Too simple, I fear. Although having a sex change operation isn’t yet a sacrament, being transgendered is a preferred entry point into Anglicanism. Apparently, “gender violence” means “violence against women”.
From here:
For the first time in recent history, three Episcopal women’s groups have come together to ask the church to participate in 16 Days of Activism Against Gender Violence. In 2010, the 16 days begin on November 25, International Day against Violence Against Women, and end on December 10.
A worthy cause, no doubt, but why does it have to be called “Gender Violence”? I’m thinking of forming an Anglican men’s group that will campaign against the Devil and her violence towards language.
From here:
The Anglican Archbishop of Cape Town Thabo Makgoba has joined the call for the City of Cape Town to release an internal report on the Makhaza toilet saga.
Last week, members of the Social Justice Coalition marched to the Civic Centre and demanded to see the report into the construction of the open air toilets.
“I believe that transparency is fundamental to building trust. Withholding information is guaranteed to undermine that information,” he added.
One can only hope that the Social Justice departments of Anglican Churches everywhere are inspired by this effort and mount their own campaigns for Waste-Justice.
I know you think I made that up, but I didn’t:
Beatles hits sung by Russian monks in Antarctica will echo round Liverpool’s Anglican cathedral as part of a festival dedicated to peace.
It has taken months to track down singers from every continent willing to take part in the Peace, Love And Understanding concert on Saturday.
It could only happen in an Anglican cathedral.
Unlike St. Francis of Assisi, Anglican priests don’t have to take a vow of poverty. In fact there is at least one Anglican priest who is struggling to make ends meet on a monthly pension of $25,637.08 and believes she is entitled to $33,644.21 a month. It’s understandable: Rev. Clitheroe has a standard of living to maintain – the one she became accustomed to while earning $2.2 million per year working for Hydro One.
I am not particularly averse to the idea that people should be paid at their market value – which means, in practice, for as much as they can get; but in this case, the reason given for needing the extra money bears all the authenticity of an airport stray begging for cash for a ticket to return to his pining wife and children: “Her mother is not well, and her husband has not been well. . . . She’s the sole breadwinner in the family and has been for years.’’

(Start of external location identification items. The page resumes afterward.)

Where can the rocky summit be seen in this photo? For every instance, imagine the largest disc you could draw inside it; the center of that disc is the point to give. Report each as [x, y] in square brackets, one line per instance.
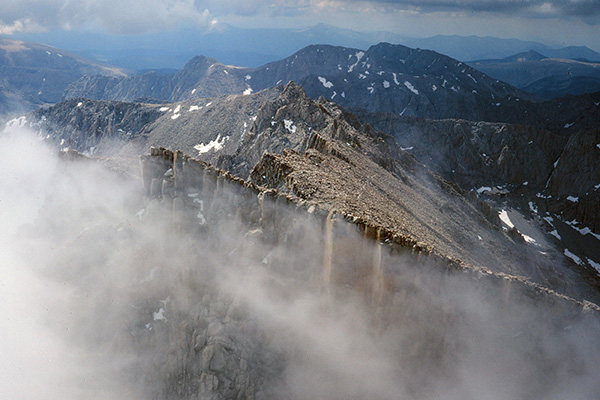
[341, 224]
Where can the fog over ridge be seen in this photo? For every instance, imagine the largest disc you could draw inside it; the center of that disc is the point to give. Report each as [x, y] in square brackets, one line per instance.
[107, 295]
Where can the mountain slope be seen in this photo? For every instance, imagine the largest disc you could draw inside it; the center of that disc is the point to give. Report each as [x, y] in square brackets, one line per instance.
[35, 74]
[234, 132]
[384, 78]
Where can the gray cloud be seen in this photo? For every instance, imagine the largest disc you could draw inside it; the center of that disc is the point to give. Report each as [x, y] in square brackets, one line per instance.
[116, 16]
[155, 15]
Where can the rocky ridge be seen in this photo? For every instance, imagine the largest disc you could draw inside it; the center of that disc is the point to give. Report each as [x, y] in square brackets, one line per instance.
[36, 74]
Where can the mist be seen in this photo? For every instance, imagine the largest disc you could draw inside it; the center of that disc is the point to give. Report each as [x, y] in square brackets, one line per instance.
[108, 293]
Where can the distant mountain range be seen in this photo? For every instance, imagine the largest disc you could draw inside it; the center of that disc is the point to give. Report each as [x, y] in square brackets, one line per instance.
[255, 47]
[34, 74]
[544, 76]
[384, 78]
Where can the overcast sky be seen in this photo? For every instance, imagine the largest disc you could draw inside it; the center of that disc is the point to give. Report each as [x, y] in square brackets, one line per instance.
[568, 22]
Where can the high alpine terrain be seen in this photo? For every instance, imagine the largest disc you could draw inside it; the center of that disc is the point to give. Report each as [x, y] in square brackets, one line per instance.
[340, 224]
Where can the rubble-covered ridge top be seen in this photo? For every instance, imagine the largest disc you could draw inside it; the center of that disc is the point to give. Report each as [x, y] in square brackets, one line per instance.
[373, 227]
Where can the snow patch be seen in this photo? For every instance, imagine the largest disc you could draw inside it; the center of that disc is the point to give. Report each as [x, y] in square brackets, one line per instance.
[325, 82]
[594, 264]
[533, 207]
[410, 87]
[573, 257]
[504, 218]
[359, 55]
[289, 125]
[214, 145]
[555, 234]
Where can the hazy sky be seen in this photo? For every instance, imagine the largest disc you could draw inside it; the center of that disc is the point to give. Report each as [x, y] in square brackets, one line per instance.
[569, 22]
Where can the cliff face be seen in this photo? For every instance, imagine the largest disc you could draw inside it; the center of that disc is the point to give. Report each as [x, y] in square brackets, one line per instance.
[217, 349]
[321, 153]
[339, 267]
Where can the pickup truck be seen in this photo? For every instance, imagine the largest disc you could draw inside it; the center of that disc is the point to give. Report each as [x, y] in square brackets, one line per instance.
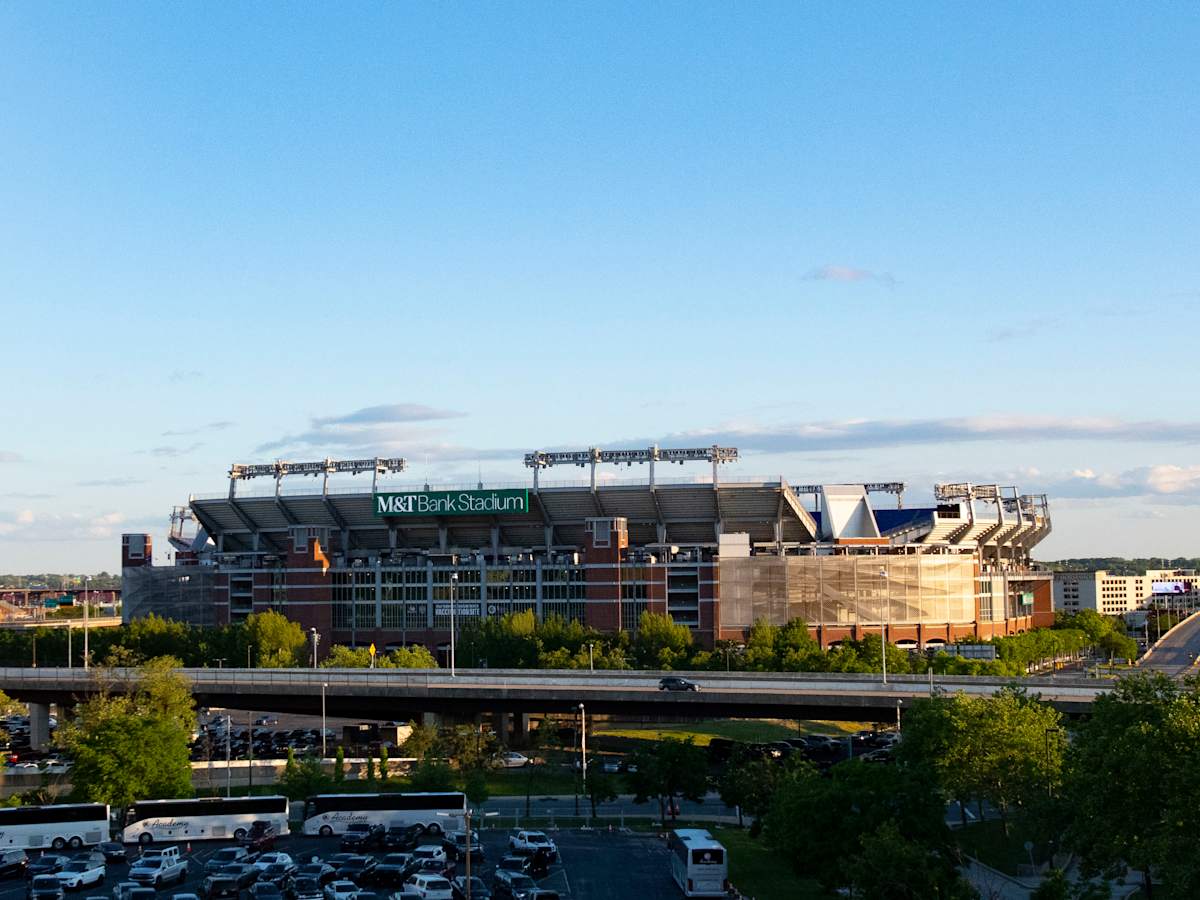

Any vestige of sympathy I may have felt for an Anglican priest living on a mere $25,637.08 per month – ok, I didn’t actually feel any – quickly evaporated on reading that.
From here:
Eleanor Clitheroe, the ousted CEO of Hydro One who is seeking an increase in her hefty government pension, is a sole breadwinner supporting ailing relatives, including her husband, her lawyer says.
Clitheroe, now an Anglican priest, is fighting the provincial government in Ontario’s Court of Appeal. The province believes her monthly pension should be $25,637.08 but Clitheroe, who made $2.2 million in 2001 in her final full year with Hydro One, is seeking $33,644.21 a month.
Clitheroe argues her Charter rights to liberty and security of the person were violated by Bill 80, passed by the Legislature in June 2002. The bill, brought in to curtail large compensation packages for senior management, imposed a maximum on amounts that Hydro One officers, including Clitheroe, could claim as a supplementary pension.
The legislation says Hydro pensions are not to exceed what would be paid to employees under a registered and supplementary pension plan.
Clitheroe has declined to speak publicly about her case, and wasn’t in court Tuesday.
But outside court her lawyer, Alan Lenczner, offered an explanation for why she wants to pad her pension.
“Her mother is not well, and her husband has not been well. . . . She’s the sole breadwinner in the family and has been for years,’’ Lenczner said.